The panel was held at the Melbourne office of Russell Kennedy Lawyers last month.
It featured guest speakers Adam Fennessy, secretary of the Department of Environment, Land, Water and Planning (DELWP) and a founding member of the Male Champions of Change (Victoria); Sarah Gruner, assistant director with the Office of Prevention and Women’s Equality in the Department of Premier and Cabinet; and Marika Hubble-Marriott, principal at Russell Kennedy and convenor of the Russell Kennedy Women’s Network (RKWN).
Representatives of the Victorian Bar, water boards, government in-house legal teams and individuals from the private sector attended the panel discussion.
Ms Gruner said the corporate sector is a clear leader in gender balance in Australia, although there is still a long way to go. In Victoria, women earn 88 cents for every dollar earned by men, according to Russell Kennedy Lawyers.

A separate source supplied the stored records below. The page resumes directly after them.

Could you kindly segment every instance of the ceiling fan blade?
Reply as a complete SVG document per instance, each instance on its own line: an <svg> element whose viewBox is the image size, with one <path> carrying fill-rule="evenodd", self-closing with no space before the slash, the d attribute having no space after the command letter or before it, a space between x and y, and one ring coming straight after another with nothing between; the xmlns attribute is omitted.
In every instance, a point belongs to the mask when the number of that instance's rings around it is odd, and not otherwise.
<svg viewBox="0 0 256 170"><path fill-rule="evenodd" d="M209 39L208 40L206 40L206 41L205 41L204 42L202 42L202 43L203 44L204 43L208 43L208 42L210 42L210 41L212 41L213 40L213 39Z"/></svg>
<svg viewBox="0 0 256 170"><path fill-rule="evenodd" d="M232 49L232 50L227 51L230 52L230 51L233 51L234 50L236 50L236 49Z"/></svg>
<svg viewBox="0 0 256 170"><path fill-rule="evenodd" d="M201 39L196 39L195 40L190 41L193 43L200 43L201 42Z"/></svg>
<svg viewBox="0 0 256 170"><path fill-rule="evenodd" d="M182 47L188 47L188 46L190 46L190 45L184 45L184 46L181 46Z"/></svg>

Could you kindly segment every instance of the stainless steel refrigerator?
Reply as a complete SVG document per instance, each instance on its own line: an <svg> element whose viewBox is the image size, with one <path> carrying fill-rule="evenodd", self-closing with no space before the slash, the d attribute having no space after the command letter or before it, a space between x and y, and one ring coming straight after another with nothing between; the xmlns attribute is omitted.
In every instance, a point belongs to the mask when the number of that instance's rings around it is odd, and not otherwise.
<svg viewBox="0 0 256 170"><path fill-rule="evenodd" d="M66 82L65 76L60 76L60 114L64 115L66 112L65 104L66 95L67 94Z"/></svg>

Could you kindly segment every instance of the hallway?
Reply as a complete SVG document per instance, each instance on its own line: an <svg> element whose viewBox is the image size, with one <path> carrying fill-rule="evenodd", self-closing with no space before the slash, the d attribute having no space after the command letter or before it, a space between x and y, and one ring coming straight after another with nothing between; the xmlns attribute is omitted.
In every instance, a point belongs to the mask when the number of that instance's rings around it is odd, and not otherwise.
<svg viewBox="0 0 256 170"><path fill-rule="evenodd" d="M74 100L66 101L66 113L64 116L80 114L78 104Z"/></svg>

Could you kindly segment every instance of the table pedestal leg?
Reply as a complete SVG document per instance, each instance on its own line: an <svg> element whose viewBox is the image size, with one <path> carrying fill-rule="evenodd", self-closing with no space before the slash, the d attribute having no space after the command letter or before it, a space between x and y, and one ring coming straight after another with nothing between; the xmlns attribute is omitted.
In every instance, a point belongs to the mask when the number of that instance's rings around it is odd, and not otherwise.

In the Australian legal profession, women make up two-thirds of law graduates but hold less than a quarter of senior leadership positions, the firm said.
Ms Gruner encouraged organisations to undertake gender auditing to achieve a true reflection of their gender pay gaps.

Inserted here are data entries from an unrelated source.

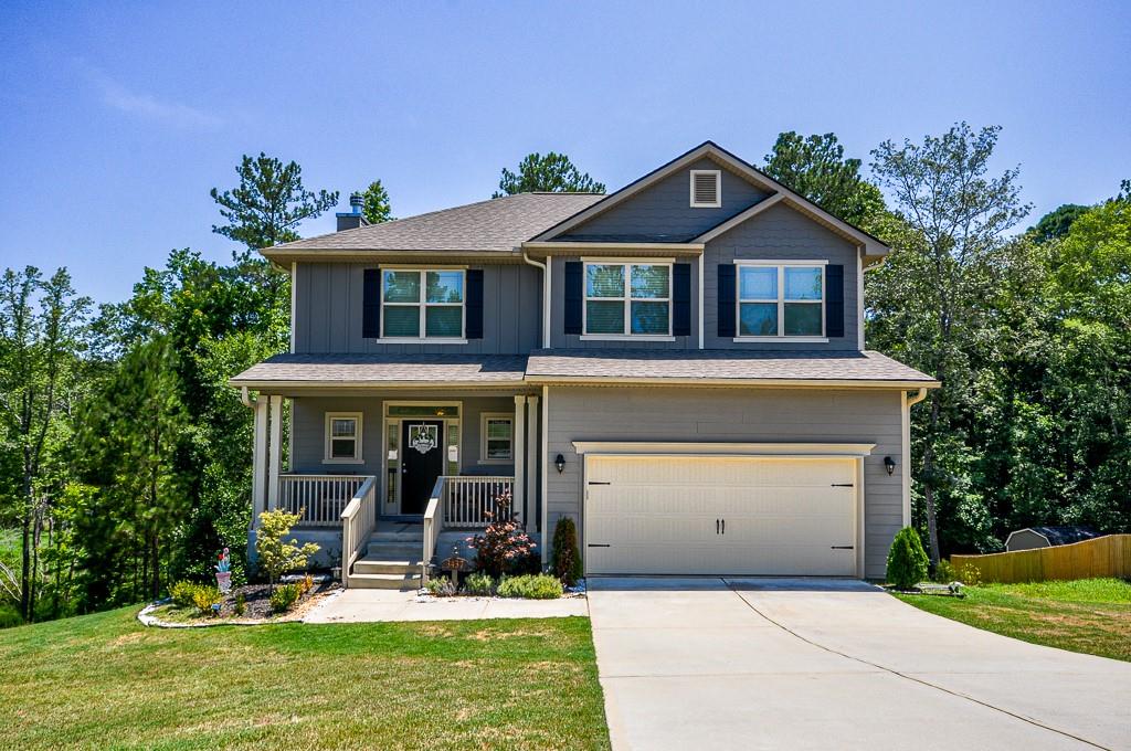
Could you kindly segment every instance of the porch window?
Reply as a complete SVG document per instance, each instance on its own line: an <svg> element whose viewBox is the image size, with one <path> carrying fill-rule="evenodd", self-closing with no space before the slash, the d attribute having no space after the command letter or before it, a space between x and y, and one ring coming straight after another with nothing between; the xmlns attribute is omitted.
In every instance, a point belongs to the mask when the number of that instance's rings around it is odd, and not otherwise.
<svg viewBox="0 0 1131 751"><path fill-rule="evenodd" d="M668 337L671 303L671 262L585 265L586 335Z"/></svg>
<svg viewBox="0 0 1131 751"><path fill-rule="evenodd" d="M515 416L486 414L481 417L480 464L510 464L515 460Z"/></svg>
<svg viewBox="0 0 1131 751"><path fill-rule="evenodd" d="M739 338L824 336L824 264L739 265Z"/></svg>
<svg viewBox="0 0 1131 751"><path fill-rule="evenodd" d="M326 455L322 461L362 464L360 412L326 413Z"/></svg>
<svg viewBox="0 0 1131 751"><path fill-rule="evenodd" d="M463 269L386 269L381 279L381 336L463 339Z"/></svg>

Mr Fennessy discussed his experience of driving gender equality at the DELWP, which reached equal representation of women in executive roles last July. He said the department is focused on creating clear models and pathways for women to progress to senior positions, so as to maintain this balance.
“We are all responsible for making gender equity a reality in our workplaces and this change needs to be led from the top,” he said.
Ms Hubble-Marriott spoke about Russell Kennedy’s formal gender equality strategy, which was launched this year on International Women’s Day (8 March).
She said while it is encouraging that the corporate sector is “now having sophisticated and nuanced discussions about gender balance”, individuals must honestly assess the system, culture and biases that exist in their organisations.
In addition to its gender equality strategy, in the last 18 months Russell Kennedy has introduced a formal flexible workplace practices policy, a family violence leave policy and a male champions of change committee.
Pictured L-R: Victor Harcourt – principal at Russell Kennedy, Adam Fennessy – secretary at DELWP, Sarah Manly – principal at Russell Kennedy, Sarah Gruner – assistant director at the Office of Prevention and Women's Equality in the Department of Premier and Cabinet and Marika Hubble-Marriott – principal at Russell Kennedy.